In their defense, advocates of the Xcel takeover are right in calling for the design of a new energy future. Minnesota has the incentive — its wealth of natural resources and environmental assets — and the capacity — its technology talent — to be a leader in this arena.

But threatening Xcel with a hostile takeover is an unnecessary distraction. It is the strategic cousin to the Republican tactic of forcing Congress to take vote after vote on repealing Obamacare (something that will never happen while Obama holds a veto pen). Political theater at the expense of thoughtful policy is no more attractive from the political left than it is from the right. Too often, this political grandstanding focuses attention on peripheral issues or unrealistic promises.

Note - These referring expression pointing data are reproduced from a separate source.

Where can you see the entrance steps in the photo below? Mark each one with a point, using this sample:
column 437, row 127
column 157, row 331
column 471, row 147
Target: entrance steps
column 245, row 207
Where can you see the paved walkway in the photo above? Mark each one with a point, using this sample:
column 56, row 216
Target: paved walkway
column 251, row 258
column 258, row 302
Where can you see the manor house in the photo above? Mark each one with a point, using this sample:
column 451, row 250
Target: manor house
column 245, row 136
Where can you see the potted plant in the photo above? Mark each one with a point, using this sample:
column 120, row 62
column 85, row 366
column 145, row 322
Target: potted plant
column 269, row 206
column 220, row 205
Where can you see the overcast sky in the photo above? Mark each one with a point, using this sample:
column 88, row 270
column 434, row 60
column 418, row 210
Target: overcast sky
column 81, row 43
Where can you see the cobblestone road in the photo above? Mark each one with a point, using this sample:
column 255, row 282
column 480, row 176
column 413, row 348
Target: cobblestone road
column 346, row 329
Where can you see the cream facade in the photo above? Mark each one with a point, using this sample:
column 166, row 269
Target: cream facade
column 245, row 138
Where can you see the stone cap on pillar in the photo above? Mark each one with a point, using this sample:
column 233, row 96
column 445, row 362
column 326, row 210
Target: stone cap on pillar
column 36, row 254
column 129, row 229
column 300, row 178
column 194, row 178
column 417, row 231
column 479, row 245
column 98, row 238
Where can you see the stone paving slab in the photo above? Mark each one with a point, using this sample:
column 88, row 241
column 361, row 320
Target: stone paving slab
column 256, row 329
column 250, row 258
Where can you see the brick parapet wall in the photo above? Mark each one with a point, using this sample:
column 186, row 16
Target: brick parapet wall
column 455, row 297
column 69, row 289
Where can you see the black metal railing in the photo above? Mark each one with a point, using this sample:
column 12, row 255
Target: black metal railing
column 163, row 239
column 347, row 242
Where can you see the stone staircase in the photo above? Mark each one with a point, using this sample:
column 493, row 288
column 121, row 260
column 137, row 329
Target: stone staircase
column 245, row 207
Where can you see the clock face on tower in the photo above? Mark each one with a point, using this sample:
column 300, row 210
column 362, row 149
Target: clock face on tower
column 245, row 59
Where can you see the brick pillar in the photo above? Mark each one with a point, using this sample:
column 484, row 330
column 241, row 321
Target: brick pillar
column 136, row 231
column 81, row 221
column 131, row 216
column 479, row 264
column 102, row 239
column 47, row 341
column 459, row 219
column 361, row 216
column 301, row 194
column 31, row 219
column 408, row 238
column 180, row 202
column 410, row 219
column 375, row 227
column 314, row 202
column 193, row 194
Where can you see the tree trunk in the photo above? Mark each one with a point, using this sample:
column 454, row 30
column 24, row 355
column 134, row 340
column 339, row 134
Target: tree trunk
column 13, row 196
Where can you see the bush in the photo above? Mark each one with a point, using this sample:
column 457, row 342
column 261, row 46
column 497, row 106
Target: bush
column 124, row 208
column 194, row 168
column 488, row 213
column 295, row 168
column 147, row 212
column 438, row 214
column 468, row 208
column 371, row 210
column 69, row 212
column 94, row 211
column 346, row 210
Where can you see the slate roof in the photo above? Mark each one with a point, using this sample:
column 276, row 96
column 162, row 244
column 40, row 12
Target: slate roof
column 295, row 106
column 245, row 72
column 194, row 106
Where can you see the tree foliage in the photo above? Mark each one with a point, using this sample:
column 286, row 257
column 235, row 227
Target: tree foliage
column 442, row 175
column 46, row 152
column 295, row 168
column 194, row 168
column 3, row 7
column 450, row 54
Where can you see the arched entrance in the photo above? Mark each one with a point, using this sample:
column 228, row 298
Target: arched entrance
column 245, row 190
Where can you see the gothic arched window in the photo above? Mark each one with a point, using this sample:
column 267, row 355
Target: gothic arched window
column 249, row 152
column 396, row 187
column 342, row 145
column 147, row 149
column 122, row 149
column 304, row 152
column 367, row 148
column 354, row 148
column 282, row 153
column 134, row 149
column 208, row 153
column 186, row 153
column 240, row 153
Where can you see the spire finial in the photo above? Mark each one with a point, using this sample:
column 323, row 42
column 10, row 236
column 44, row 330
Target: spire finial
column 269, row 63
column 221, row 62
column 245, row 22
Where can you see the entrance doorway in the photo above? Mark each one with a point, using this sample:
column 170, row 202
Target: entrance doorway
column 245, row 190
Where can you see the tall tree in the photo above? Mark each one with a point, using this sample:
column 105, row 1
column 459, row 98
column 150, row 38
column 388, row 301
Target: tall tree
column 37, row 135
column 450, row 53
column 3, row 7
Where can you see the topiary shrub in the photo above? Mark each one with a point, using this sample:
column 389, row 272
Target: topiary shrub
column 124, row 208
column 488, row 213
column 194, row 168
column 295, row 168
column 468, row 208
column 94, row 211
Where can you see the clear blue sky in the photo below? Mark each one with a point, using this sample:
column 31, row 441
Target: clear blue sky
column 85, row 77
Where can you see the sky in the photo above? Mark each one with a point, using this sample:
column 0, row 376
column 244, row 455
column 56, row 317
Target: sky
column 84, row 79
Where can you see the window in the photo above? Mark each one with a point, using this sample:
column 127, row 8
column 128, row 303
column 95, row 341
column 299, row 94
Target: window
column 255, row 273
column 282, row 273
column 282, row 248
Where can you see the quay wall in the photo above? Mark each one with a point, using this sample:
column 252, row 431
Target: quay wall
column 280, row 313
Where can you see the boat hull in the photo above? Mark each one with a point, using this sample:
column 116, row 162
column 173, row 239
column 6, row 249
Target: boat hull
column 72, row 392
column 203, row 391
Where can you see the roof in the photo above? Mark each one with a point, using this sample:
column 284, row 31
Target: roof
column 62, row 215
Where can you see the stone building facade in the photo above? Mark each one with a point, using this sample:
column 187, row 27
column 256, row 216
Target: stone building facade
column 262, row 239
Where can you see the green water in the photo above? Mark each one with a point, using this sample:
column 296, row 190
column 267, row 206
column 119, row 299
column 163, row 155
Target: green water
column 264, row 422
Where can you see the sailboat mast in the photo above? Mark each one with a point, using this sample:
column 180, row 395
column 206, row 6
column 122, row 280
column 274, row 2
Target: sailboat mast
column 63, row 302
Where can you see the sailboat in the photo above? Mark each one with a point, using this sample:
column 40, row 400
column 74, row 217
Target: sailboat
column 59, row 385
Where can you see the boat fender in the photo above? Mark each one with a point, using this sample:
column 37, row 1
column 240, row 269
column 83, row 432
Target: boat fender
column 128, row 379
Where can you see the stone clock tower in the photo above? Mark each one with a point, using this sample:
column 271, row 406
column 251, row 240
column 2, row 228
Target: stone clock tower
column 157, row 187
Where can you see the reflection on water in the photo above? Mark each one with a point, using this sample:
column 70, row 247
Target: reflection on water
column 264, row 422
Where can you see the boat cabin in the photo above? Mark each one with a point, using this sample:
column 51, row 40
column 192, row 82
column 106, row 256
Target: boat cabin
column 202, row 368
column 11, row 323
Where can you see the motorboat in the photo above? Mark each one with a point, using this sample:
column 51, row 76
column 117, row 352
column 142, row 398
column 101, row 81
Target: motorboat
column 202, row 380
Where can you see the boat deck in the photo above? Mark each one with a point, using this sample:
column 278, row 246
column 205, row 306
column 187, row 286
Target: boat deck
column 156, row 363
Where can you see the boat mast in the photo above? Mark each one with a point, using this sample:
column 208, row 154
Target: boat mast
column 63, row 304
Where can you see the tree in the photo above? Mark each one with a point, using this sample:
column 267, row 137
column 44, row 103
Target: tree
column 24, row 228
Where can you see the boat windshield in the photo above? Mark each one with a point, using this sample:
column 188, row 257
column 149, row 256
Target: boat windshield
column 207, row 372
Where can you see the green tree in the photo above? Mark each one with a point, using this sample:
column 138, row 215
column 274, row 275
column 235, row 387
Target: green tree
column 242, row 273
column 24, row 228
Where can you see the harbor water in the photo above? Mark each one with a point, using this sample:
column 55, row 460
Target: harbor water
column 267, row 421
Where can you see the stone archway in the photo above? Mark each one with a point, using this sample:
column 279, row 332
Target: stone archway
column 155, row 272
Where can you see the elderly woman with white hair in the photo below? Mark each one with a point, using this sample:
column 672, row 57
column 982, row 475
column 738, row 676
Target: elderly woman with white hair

Taxpayers should question how a city that can’t fix potholes can effectively acquire and manage an energy company. MEO promotes a greener future, but municipalization ignores the barriers of cost, practicality and state laws that stand in the way of a city takeover of Xcel.

An irony of this takeover effort is that Xcel is ahead of schedule on meeting state-imposed mandates for renewable energy. Further, Minnesota, and Minneapolis, has a competitive edge from electricity costs below the national average and has a distribution system that provides reliable service.

But here is the larger concern: Holding a referendum during this fall’s mayoral campaign would undermine discussion of issues that are far more urgent.

Mayoral candidates need to address how Minneapolis will become a city in which all residents are prepared for the future. Whether the new economy is green or some other color, it won’t help those who lack the education and skills to succeed. We need leadership to promote and deliver policies that will improve neighborhoods, school outcomes and economic vitality. For these pressing goals, municipalization is a distraction, not a solution.



Tom Horner is a public-affairs consultant and was chief of staff to former U.S. Sen. Dave Durenberger, R-Minn. Tim Penny is president and CEO of the Southern Minnesota Initiative Foundation and is a former Democratic member of Congress. Both are former Independence Party candidates for governor.